June marks 30 years since the 1984 attack on the seat of Sikh polity by the Indian government in their homeland of Punjab. A recent article in Caravan provides an engaging account of the event, which gave way to over a decade of regional violence, state sponsored extra-judicial killings and a steady assault on the social fabric of a historic culture already divided once by partition.
“On 7th June, around mid-day, I saw about 90 detainees sitting on the hot marble floor of the Southern wing of Parikrama,” he writes. “They were naked except for the long underwear and their hands were tied behind their backs. Though subjugated they retained their defiant spirit. Instead of looking down, some of them dared to look into the eyes of their captors..."
To paraphrase Wittgenstein, what can be said at all can be said clearly, and what we cannot talk about we must pass over in silence. Today, a new generation of Sikhs are waking up to the notion that they have a voice, that it must be strong, compassionate, and warbling in many tones for a deeper sense of justice for all.
"....A second Lieutenant of the unit who had fought these militants the previous night and lost a few comrades, could not stomach such defiance. When he asked them to look down one of them spat at him. The officer lost his cool and shot him in the forehead.”
Sikhs are only just introducing themselves to a wider world beyond South Asia. Without the comfort of unspoken familiarity, we appear without history, as individuals, stereotypes, echoes of others, a pastiche of evocative physical signs without consistent narrative.
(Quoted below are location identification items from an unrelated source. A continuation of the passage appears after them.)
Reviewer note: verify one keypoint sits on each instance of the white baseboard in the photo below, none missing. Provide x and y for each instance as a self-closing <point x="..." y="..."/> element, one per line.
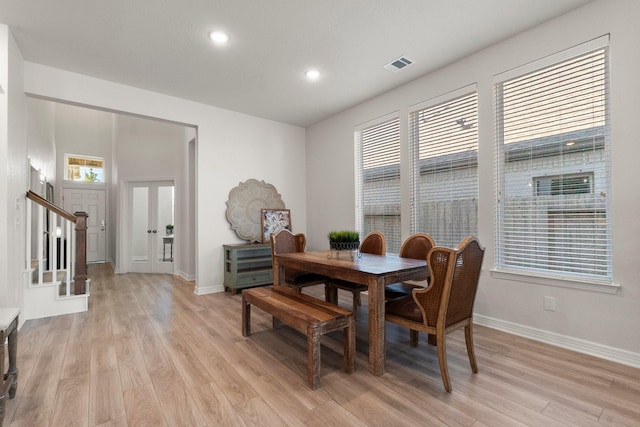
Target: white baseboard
<point x="576" y="344"/>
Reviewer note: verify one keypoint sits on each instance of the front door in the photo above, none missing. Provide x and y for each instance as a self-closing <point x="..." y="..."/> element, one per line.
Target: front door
<point x="151" y="209"/>
<point x="93" y="203"/>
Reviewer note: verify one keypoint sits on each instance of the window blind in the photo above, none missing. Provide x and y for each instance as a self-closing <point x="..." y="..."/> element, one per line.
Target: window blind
<point x="378" y="180"/>
<point x="444" y="180"/>
<point x="553" y="170"/>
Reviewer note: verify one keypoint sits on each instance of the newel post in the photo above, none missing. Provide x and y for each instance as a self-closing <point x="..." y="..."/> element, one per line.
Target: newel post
<point x="80" y="278"/>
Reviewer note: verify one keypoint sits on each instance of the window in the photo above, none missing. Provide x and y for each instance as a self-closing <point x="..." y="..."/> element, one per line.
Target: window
<point x="84" y="169"/>
<point x="378" y="180"/>
<point x="564" y="184"/>
<point x="552" y="134"/>
<point x="444" y="153"/>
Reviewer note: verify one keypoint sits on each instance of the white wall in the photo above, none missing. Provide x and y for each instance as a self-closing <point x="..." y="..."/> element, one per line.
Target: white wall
<point x="13" y="183"/>
<point x="231" y="148"/>
<point x="599" y="323"/>
<point x="41" y="138"/>
<point x="151" y="149"/>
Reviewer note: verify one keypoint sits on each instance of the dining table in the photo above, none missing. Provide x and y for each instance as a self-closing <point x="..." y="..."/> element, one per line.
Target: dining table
<point x="374" y="271"/>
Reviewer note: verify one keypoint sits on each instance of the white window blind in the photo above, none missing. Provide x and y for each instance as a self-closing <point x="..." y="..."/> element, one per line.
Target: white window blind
<point x="553" y="169"/>
<point x="378" y="180"/>
<point x="444" y="182"/>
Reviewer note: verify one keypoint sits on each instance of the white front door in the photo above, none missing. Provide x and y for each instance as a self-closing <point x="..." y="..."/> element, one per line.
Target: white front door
<point x="93" y="203"/>
<point x="151" y="209"/>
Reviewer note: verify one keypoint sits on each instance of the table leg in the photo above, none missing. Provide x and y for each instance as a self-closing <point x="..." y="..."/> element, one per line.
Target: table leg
<point x="276" y="272"/>
<point x="377" y="338"/>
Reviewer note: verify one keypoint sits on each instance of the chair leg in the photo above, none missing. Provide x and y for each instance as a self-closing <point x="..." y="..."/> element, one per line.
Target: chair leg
<point x="413" y="336"/>
<point x="442" y="360"/>
<point x="468" y="337"/>
<point x="356" y="301"/>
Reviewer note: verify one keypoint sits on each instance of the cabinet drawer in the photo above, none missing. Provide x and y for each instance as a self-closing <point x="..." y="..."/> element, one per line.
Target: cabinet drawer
<point x="254" y="277"/>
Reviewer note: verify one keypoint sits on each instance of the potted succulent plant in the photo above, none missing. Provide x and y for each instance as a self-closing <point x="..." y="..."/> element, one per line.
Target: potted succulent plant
<point x="344" y="240"/>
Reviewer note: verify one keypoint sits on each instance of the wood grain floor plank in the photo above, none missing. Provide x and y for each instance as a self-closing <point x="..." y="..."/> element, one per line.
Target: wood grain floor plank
<point x="71" y="407"/>
<point x="143" y="407"/>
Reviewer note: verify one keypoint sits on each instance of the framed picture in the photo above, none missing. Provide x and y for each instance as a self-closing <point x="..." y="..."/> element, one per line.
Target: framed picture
<point x="274" y="220"/>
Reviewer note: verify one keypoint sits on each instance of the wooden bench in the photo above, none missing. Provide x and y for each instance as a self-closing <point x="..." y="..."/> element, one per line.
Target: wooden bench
<point x="308" y="315"/>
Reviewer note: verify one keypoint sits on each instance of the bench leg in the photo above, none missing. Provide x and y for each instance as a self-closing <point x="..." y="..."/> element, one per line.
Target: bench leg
<point x="350" y="346"/>
<point x="313" y="357"/>
<point x="246" y="317"/>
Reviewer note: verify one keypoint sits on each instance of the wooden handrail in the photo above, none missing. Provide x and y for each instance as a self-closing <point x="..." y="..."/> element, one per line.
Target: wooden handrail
<point x="48" y="205"/>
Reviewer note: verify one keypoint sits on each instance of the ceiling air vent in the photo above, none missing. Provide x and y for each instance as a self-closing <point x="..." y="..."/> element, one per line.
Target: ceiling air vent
<point x="398" y="64"/>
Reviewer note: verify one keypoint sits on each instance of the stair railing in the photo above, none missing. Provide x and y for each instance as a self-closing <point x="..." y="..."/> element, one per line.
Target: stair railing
<point x="72" y="257"/>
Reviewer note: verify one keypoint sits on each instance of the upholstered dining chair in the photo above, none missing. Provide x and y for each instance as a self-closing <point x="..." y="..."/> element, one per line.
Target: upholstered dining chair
<point x="373" y="243"/>
<point x="416" y="246"/>
<point x="284" y="242"/>
<point x="446" y="304"/>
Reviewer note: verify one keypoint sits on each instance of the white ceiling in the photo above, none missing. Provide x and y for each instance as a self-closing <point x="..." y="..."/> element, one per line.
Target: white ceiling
<point x="162" y="45"/>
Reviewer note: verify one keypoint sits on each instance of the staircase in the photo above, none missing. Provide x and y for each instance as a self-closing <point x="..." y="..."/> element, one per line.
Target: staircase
<point x="56" y="279"/>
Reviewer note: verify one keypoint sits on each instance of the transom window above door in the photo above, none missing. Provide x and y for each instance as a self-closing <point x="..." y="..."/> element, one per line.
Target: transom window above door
<point x="83" y="168"/>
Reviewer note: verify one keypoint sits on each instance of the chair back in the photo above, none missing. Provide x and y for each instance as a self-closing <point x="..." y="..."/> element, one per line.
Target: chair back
<point x="453" y="283"/>
<point x="374" y="243"/>
<point x="417" y="246"/>
<point x="284" y="242"/>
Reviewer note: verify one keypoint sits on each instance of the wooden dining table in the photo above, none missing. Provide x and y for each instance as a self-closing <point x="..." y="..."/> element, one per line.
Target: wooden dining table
<point x="374" y="271"/>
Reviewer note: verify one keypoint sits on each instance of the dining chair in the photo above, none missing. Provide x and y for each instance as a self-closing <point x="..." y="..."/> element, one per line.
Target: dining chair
<point x="284" y="242"/>
<point x="416" y="246"/>
<point x="446" y="304"/>
<point x="373" y="243"/>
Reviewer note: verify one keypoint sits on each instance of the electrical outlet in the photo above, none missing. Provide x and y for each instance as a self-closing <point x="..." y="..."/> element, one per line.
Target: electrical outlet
<point x="550" y="303"/>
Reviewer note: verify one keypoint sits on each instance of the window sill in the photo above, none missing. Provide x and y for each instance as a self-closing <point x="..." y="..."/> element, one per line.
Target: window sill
<point x="518" y="276"/>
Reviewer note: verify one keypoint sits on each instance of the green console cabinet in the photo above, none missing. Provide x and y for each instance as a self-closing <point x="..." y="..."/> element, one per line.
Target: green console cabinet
<point x="247" y="265"/>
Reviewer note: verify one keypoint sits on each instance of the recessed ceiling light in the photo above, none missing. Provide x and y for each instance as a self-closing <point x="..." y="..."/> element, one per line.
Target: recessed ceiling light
<point x="313" y="74"/>
<point x="219" y="37"/>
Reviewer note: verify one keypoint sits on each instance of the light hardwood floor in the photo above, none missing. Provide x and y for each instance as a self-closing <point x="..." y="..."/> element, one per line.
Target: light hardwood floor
<point x="150" y="352"/>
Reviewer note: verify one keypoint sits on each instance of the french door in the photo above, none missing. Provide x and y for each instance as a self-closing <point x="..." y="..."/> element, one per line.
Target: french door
<point x="151" y="209"/>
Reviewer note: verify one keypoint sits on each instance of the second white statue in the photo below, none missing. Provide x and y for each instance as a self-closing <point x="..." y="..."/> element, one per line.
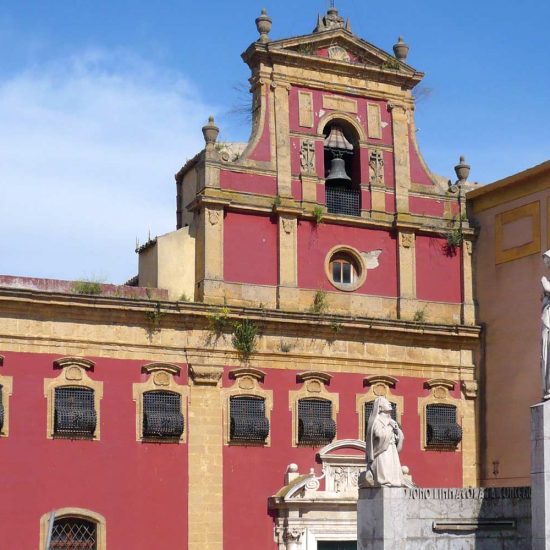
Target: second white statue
<point x="383" y="445"/>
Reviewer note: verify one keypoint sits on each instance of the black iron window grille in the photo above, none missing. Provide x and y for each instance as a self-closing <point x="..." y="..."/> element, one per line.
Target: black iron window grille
<point x="442" y="430"/>
<point x="74" y="413"/>
<point x="369" y="405"/>
<point x="1" y="408"/>
<point x="248" y="422"/>
<point x="162" y="416"/>
<point x="315" y="423"/>
<point x="342" y="200"/>
<point x="73" y="534"/>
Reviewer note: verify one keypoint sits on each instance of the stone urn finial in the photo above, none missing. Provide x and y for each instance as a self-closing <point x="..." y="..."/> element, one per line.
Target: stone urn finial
<point x="462" y="170"/>
<point x="210" y="131"/>
<point x="401" y="49"/>
<point x="263" y="24"/>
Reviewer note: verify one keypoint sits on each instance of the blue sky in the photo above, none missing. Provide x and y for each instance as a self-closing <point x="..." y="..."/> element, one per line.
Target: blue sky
<point x="101" y="103"/>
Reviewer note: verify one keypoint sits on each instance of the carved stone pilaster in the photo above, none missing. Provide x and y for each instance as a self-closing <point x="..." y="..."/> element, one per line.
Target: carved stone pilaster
<point x="205" y="375"/>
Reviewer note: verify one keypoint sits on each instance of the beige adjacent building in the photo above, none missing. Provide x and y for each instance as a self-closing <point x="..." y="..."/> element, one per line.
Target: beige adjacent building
<point x="513" y="217"/>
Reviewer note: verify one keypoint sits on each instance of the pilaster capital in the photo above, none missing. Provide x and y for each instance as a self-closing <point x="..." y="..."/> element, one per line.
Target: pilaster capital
<point x="469" y="388"/>
<point x="281" y="84"/>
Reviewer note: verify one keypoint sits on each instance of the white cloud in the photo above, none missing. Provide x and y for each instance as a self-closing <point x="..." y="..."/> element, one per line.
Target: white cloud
<point x="88" y="149"/>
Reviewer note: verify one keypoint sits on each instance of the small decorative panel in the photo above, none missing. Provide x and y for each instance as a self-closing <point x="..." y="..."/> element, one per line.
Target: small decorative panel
<point x="305" y="106"/>
<point x="162" y="416"/>
<point x="374" y="124"/>
<point x="315" y="423"/>
<point x="442" y="430"/>
<point x="74" y="413"/>
<point x="247" y="419"/>
<point x="517" y="233"/>
<point x="1" y="409"/>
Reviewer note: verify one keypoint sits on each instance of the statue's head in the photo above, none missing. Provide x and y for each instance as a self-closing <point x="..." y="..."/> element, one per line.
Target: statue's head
<point x="384" y="405"/>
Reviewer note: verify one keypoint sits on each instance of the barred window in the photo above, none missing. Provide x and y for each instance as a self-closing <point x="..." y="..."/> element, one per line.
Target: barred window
<point x="74" y="413"/>
<point x="369" y="405"/>
<point x="315" y="423"/>
<point x="73" y="534"/>
<point x="443" y="432"/>
<point x="162" y="416"/>
<point x="1" y="408"/>
<point x="248" y="422"/>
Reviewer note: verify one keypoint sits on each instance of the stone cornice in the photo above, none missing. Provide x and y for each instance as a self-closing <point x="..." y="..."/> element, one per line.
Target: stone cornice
<point x="63" y="307"/>
<point x="280" y="52"/>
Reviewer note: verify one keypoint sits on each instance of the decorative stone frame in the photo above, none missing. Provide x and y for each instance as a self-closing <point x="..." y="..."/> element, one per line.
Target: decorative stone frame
<point x="161" y="378"/>
<point x="7" y="389"/>
<point x="314" y="387"/>
<point x="348" y="118"/>
<point x="379" y="386"/>
<point x="73" y="375"/>
<point x="357" y="258"/>
<point x="439" y="395"/>
<point x="81" y="513"/>
<point x="247" y="383"/>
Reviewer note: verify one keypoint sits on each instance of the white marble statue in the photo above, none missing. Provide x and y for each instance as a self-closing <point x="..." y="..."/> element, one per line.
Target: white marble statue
<point x="545" y="332"/>
<point x="384" y="443"/>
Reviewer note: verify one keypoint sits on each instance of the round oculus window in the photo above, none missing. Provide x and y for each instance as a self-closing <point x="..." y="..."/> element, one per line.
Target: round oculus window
<point x="345" y="268"/>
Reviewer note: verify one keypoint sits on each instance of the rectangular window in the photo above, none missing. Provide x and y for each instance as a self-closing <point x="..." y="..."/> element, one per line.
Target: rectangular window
<point x="162" y="416"/>
<point x="442" y="430"/>
<point x="248" y="420"/>
<point x="315" y="423"/>
<point x="73" y="534"/>
<point x="75" y="415"/>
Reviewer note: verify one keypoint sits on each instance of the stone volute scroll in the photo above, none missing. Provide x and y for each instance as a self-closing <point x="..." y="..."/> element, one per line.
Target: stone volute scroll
<point x="384" y="442"/>
<point x="545" y="331"/>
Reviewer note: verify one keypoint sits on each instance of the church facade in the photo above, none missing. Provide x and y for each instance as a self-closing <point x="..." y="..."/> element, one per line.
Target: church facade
<point x="221" y="400"/>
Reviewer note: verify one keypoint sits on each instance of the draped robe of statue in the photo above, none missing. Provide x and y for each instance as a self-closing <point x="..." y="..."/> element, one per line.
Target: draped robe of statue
<point x="545" y="331"/>
<point x="384" y="442"/>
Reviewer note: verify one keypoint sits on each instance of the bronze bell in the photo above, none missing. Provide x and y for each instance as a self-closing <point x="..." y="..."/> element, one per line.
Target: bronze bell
<point x="337" y="170"/>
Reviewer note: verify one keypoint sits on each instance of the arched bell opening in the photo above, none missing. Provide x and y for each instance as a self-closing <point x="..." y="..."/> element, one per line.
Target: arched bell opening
<point x="342" y="169"/>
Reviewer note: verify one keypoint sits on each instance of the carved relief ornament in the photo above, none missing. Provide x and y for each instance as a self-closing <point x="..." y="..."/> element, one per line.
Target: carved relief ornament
<point x="287" y="225"/>
<point x="376" y="167"/>
<point x="213" y="217"/>
<point x="307" y="156"/>
<point x="407" y="239"/>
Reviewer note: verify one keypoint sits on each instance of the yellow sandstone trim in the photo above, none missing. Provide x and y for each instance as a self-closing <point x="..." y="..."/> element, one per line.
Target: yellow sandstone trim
<point x="247" y="383"/>
<point x="6" y="382"/>
<point x="314" y="387"/>
<point x="161" y="378"/>
<point x="503" y="255"/>
<point x="73" y="374"/>
<point x="98" y="519"/>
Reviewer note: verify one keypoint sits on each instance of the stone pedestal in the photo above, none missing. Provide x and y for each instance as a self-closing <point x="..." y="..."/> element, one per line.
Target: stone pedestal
<point x="381" y="519"/>
<point x="540" y="476"/>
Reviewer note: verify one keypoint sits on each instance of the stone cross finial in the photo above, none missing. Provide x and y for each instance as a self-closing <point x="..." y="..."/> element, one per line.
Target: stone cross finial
<point x="401" y="49"/>
<point x="263" y="24"/>
<point x="210" y="131"/>
<point x="332" y="20"/>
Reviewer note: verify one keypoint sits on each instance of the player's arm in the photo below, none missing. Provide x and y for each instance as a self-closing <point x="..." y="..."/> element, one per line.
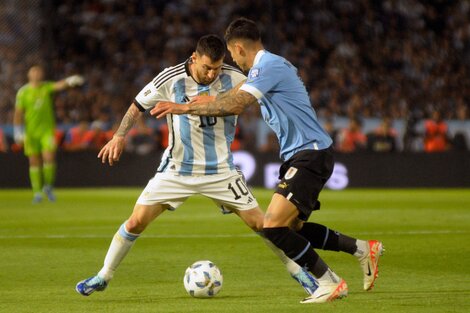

Sat Sangat Ji, todays challenge is not new: How to respond to a tragedy that recedes in time as it grows in significance, how to cohere a common purpose as individual obligations scatter collective energy, and how best to channel the restlessness of heart and mind that animates individual success and tragedy alike.
Those people who call themselves Sikhs will easily pass through the false choice that is encoded in the most recent violence upon Darbar Sahib (Royal Court). The same choice that appears encoded in any violence, personal or collective, that unsettles one's soul and leaves a satisfactory response in the wake:
Whether to beg for justice out of desperation & take revenge out of bitterness or, instead, use Gurbani (the language that transforms darkness into light) to find where the restlessness sits in you and how it beckons you to move.
The answer to our challenge resides closer to us than our own hand. The will of the Panth, guided by the wisdom of the Granth, is the right path forward.